JAKARTA, GRESNEWS.COM - Asosiasi LBH APIK Indonesia dengan 16 kantornya di seluruh Indonesia menyatakan keberatannya atas pernyataan Kepala Kepolisian RI Jenderal Tito Karnavian dalam wawancaranya dengan BBC.com tertanggal 19 Oktober 2017. Dalam wawancara tersebut, Kapolri dinilai telah menyakiti para korban perkosaan.

Dalam wawancara itu, Tito sempat menyatakan: "Korban perkosaan bisa ditanya oleh penyidik ´apakah nyaman´"......... kemudian Tito melanjutkan dengan pernyataan: "Pertanyaaan seperti itu yang biasanya ditanyakan oleh penyidik sewaktu dalam pemeriksaan, untuk memastikan, apakah benar korban diperkosa atau hanya mengaku diperkosa, untuk alasan tertentu."

"Pernyataan Kapolri tersebut memperlihatkan pendekatan yang sangat legalistic formal karena hanya mempertimbangkan pembuktian unsur paksaan dalam perkosaan dan membebankannya kepada korban," kata pengurus Asosiasi LBH APIK Indonesia Nursyahbani Katjasungkana, dalam siaran pers yang diterima gresnews.com, Minggu (22/10).
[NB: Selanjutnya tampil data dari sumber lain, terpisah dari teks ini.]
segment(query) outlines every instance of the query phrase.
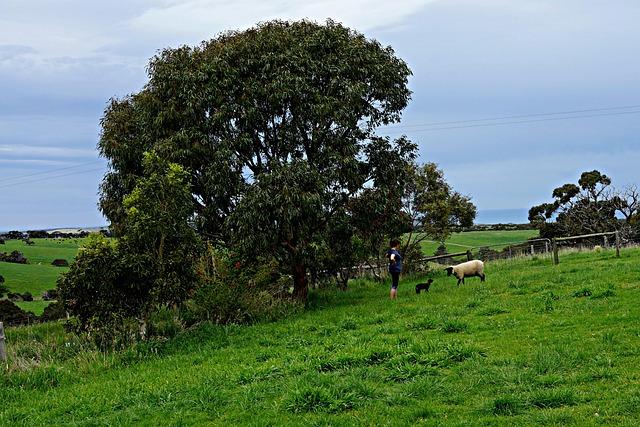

Hal itu disayangkan, karena masih ada cara-cara lain yang harusnya bisa dipertimbangkan tanpa mengajukan pertanyaan yang tidak sensitif terhadap kepentingan korban. "Aparat Penengak Hukum seharusnya mampu menggali unsur paksaan atau kekerasan justru dari pelaku/tersangka itu sendiri dan bukan sebaliknya," tegas Nursyahbani.

Unsur paksaan atau kekerasan itupun tidak seharusnya diartikan sebagai kekerasan fisik semata, sebagaimana pengertiannya dalam KUHP, melainkan dengan mengacu kepada UU lain (misalnya UU PKDRT) atau pada deklarasi PBB tentang Penghapusan Kekerasan terhadap Perempuan yang menetapkan bahwa bentuk kekerasan terdiri dari kekerasan fisik, psikis dan seksual. "Kapolri harusnya juga melihat konteks sosial budaya kita yang masih sangat patriarkhis dan menempatkan perempuan sebagai obyek seksual dan dalam relasi yang sangat tidak adil dan tidak setara," ujar Nursyahbani.

Pengurus Asosiasi LBH APIK lainnya, Ratna Batara Munti mengatakan, pernyataan Kapolri ini menjadi preseden buruk dan setback dalam penanganan kasus kekerasan terhadap perempuan. "Padahal dalam 20 tahun terakhir upaya-upaya untuk mendorong penanganan yang berperspektif korban khususnya perempuan dan anak sudah dilakukan sebagaimana dalam UU PKDRT ataupun UU Tindak Pidana Perdagangan Orang yang telah menggunakan perspektif Hak Asasi Manusia serta kesetaraan dan keadilan gender," terangnya.

Pernyataan Kapolri, ini kata Ratna, jelas melemahkan dan bertentangan ketentuan Pasal 3 Peraturan Kepala Kepolisian Negara Republik Indonesia Nomor 3 tahun 2008 tentang Pembentukan Ruang Pelayanan Khusus dan Tata Cara Pemeriksaan Saksi dan/atau Korban Tindak Pidana. Pasal tersebut menyebutkan bahwa prinsip penyelenggara pelayanan saksi dan/atau korban harus dilakukan dengan cara: "... mengajukan pertanyaan dengan cara yang bijak; tidak menghakimi saksi dan/atau korban; dan memperlakukan saksi dan/atau korban dengan penuh empati..."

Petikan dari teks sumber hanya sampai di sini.